You’ll often see questions about the practice of software testing that essentially boil down to this: “Which is better: manual testing or automated testing?” This is how many engineering managers do view the world and while they may throw in more words, what they are asking is that question. And the answer they generally come down to is: “Automated testing is better.” How do testers combat that? And should they?
This is where many testers take the consultant approach and start talking about how automation is not really testing; instead, it’s checking. It’s an argument that is almost guaranteed to hold no sway over non-testers.
Instead, I would argue that a better approach is to reframe the question a bit and ask it this way: “Which is better: humans doing testing or tools doing testing?”
When phrased that way you see the answer is that both are good, both are likely needed, but tools only do what humans tell them to. This is “obvious” and we often think that people should intuitively understand this. The problem I’ve found is that their intuition is compromised by a limited view of testing.
But if we start with the above premise, “obvious” as it may be, it lets us do another bit of reframing.
We can ask people to think about this: testing is about design and execution. The tools cannot do the design part; just the execution. So, in that case, since humans can do both (design and execution), they are clearly “better.”
But, of course, tools can do that testing much more rapidly and without getting tired. So a tool can be “better” in that limited context. Tools can also be good in the context of fuzz testing or generative testing but not so great at exploratory testing.
Also, human testing extends beyond just code. We also test requirements, for example; we test assumptions; we test our knowledge as a team. So, again, human testing would be “better” there because tools can do none of that.
My overall point here is that any such question has to be clear about its premise regarding what testing is and is not.
So the false dichotomy that I’m referring to here is this notion of a split between human testing and automated testing such that we can ask which is better in some categorical sense. They both have their domains of applicability. They should not be set up in opposition to each other.

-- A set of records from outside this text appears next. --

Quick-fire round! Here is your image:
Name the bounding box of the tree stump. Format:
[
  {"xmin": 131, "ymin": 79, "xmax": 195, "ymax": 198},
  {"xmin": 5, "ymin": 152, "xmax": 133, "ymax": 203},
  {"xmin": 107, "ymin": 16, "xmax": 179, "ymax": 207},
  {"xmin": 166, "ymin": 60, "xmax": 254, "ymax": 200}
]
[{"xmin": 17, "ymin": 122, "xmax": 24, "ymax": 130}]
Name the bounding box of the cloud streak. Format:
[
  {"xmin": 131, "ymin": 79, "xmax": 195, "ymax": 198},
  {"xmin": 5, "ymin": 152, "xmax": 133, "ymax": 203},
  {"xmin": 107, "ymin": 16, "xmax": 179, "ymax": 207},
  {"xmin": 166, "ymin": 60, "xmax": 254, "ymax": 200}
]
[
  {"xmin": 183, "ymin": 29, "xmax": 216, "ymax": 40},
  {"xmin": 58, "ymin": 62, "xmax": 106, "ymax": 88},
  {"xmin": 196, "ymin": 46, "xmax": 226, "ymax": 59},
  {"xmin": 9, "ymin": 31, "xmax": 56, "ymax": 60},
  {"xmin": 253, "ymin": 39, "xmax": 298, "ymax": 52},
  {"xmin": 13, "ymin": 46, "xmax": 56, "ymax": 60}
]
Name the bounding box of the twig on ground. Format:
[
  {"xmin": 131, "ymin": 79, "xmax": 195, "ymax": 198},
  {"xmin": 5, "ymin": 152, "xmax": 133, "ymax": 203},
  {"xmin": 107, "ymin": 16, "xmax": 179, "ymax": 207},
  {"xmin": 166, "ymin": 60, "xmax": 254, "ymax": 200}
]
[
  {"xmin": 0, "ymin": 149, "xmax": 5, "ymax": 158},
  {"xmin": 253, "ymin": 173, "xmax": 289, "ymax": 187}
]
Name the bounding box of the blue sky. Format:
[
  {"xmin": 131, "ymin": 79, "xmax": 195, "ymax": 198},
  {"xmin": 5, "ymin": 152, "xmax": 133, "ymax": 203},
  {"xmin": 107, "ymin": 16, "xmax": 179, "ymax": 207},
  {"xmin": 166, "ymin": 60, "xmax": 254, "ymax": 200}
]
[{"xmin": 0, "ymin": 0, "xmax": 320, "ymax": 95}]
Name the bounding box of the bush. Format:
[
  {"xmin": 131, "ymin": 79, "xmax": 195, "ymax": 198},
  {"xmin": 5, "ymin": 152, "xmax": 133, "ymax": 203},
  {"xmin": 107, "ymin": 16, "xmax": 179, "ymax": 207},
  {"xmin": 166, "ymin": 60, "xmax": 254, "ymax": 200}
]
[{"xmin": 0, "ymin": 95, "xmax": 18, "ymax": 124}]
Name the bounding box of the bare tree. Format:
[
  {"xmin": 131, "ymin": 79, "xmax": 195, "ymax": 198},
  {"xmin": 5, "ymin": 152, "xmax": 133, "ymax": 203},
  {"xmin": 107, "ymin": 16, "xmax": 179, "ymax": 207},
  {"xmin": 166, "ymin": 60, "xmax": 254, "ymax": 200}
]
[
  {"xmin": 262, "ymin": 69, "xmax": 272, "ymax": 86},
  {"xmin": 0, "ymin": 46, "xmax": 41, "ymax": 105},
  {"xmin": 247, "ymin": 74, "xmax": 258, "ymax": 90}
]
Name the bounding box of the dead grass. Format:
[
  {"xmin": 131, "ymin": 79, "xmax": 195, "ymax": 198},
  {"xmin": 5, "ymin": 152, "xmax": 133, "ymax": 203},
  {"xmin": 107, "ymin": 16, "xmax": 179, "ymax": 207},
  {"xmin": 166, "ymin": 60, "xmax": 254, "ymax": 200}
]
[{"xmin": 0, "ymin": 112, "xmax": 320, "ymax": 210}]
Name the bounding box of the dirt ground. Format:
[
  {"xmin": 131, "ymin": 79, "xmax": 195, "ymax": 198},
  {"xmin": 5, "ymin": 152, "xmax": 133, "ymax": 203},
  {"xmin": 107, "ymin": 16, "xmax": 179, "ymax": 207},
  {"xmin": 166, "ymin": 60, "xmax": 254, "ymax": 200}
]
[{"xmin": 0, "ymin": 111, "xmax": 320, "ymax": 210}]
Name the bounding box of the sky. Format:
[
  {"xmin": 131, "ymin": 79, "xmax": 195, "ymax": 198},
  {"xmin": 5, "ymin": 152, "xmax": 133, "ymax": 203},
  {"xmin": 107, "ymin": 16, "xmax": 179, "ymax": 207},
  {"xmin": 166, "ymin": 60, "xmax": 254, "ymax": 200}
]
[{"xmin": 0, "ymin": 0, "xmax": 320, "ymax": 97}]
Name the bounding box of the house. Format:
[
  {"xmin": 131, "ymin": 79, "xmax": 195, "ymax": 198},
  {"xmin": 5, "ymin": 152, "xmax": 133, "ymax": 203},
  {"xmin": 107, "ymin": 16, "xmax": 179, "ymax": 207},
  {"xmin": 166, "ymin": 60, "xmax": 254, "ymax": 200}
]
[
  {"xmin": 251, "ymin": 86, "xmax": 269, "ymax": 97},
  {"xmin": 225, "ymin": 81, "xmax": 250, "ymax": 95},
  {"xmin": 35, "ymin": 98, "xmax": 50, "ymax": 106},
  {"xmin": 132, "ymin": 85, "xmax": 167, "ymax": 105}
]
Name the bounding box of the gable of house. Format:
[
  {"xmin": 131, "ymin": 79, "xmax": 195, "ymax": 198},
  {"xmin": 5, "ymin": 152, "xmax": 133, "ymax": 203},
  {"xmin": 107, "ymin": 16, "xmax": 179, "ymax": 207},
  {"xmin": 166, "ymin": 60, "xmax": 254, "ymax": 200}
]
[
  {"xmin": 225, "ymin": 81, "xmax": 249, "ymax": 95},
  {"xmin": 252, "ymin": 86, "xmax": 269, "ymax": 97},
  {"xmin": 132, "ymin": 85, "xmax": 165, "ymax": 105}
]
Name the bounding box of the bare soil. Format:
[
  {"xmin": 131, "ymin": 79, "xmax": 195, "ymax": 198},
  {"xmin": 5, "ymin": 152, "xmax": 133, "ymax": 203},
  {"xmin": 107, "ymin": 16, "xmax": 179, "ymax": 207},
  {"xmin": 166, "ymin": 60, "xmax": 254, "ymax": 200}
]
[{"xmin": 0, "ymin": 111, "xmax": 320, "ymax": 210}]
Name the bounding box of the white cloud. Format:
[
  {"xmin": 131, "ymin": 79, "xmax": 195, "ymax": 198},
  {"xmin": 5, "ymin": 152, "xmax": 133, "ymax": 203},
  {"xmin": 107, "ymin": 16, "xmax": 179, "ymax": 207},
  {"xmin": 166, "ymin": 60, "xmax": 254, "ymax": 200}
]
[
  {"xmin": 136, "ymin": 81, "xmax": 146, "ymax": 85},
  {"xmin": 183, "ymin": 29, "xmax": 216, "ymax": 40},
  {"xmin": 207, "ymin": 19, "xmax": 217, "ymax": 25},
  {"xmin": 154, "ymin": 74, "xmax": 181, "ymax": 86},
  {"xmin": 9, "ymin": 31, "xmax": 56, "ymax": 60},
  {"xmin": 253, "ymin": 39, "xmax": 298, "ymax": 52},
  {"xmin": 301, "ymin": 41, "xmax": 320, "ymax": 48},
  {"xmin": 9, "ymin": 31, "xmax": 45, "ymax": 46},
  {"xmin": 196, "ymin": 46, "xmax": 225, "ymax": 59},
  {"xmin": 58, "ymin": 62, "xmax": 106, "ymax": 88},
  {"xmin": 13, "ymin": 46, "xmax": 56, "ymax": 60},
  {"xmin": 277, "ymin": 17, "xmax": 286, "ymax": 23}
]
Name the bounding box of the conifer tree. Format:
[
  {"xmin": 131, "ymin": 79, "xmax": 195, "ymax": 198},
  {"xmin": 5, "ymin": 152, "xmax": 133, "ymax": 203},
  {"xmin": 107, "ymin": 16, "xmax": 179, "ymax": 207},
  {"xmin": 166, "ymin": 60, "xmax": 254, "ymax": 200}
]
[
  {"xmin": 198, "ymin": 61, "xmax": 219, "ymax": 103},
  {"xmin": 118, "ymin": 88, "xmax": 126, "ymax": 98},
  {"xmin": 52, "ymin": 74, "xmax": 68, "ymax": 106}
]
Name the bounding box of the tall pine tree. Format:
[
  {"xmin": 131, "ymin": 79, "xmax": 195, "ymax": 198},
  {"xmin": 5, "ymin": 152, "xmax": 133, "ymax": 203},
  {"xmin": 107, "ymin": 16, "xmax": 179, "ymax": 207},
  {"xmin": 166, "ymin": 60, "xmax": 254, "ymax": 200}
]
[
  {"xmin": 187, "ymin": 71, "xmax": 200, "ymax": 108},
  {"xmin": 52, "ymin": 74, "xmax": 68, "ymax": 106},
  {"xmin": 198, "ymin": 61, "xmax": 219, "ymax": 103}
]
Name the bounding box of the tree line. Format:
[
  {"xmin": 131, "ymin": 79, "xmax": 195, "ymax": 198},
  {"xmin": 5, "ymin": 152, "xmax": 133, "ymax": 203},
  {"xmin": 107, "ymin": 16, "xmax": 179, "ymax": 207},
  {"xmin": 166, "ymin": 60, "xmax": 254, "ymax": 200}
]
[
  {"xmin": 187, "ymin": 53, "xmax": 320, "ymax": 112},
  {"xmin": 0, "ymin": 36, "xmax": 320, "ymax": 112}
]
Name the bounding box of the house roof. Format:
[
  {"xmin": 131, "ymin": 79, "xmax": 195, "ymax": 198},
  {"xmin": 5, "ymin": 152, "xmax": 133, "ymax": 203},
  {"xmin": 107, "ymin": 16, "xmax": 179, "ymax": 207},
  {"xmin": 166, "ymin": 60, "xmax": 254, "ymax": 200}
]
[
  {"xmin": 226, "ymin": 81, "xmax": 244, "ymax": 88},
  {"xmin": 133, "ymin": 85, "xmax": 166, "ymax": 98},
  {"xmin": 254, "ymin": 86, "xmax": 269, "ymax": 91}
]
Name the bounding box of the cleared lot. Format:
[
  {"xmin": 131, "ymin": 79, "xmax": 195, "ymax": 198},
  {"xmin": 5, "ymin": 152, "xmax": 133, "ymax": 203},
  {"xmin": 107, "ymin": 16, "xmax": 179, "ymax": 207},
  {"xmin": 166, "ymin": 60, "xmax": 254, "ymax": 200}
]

When you perform testing as a human, you are engaging in a process that is part of every scientific discipline out there. You are part scientist and part artist. You engage in experimentation, exploration, investigation, and discovery. You help others discover truths, chart out areas of ignorance, and show how and when our minds fail us due to cognitive biases and errors, and when our technology fails us due to sensitivities and tolerances. You help people who are building complex things communicate better by understanding how and when humans make errors in their thinking and how technology can amplify those errors.
This goes beyond just “having an eye” for testing. It’s about having a skill set and mind set for experimentation and communication. It’s about having core skills related to analysis. It’s understanding how and when testing puts pressure on design at appropriate abstraction levels.
All of that is human work. In the context of that work, we utilize different techniques.
So part of this is getting people to realize that automation is simply that: a technique. It’s one way of doing testing. And, even then, it’s only one way of doing a limited part of testing: that which can be treated as programmatic and/or algorithmic. But testing also has a very large human component because it is based on investigation, exploration, experimentation, and discovery. No automation tool — not even the so-called “AI-based” tools — can do any of that. Not everything can be done by automation, not should it. But automation does have a rightful place.
It’s finding that balance that matters. Finding that balance is how we avoid the false dichotomy of which is “better.”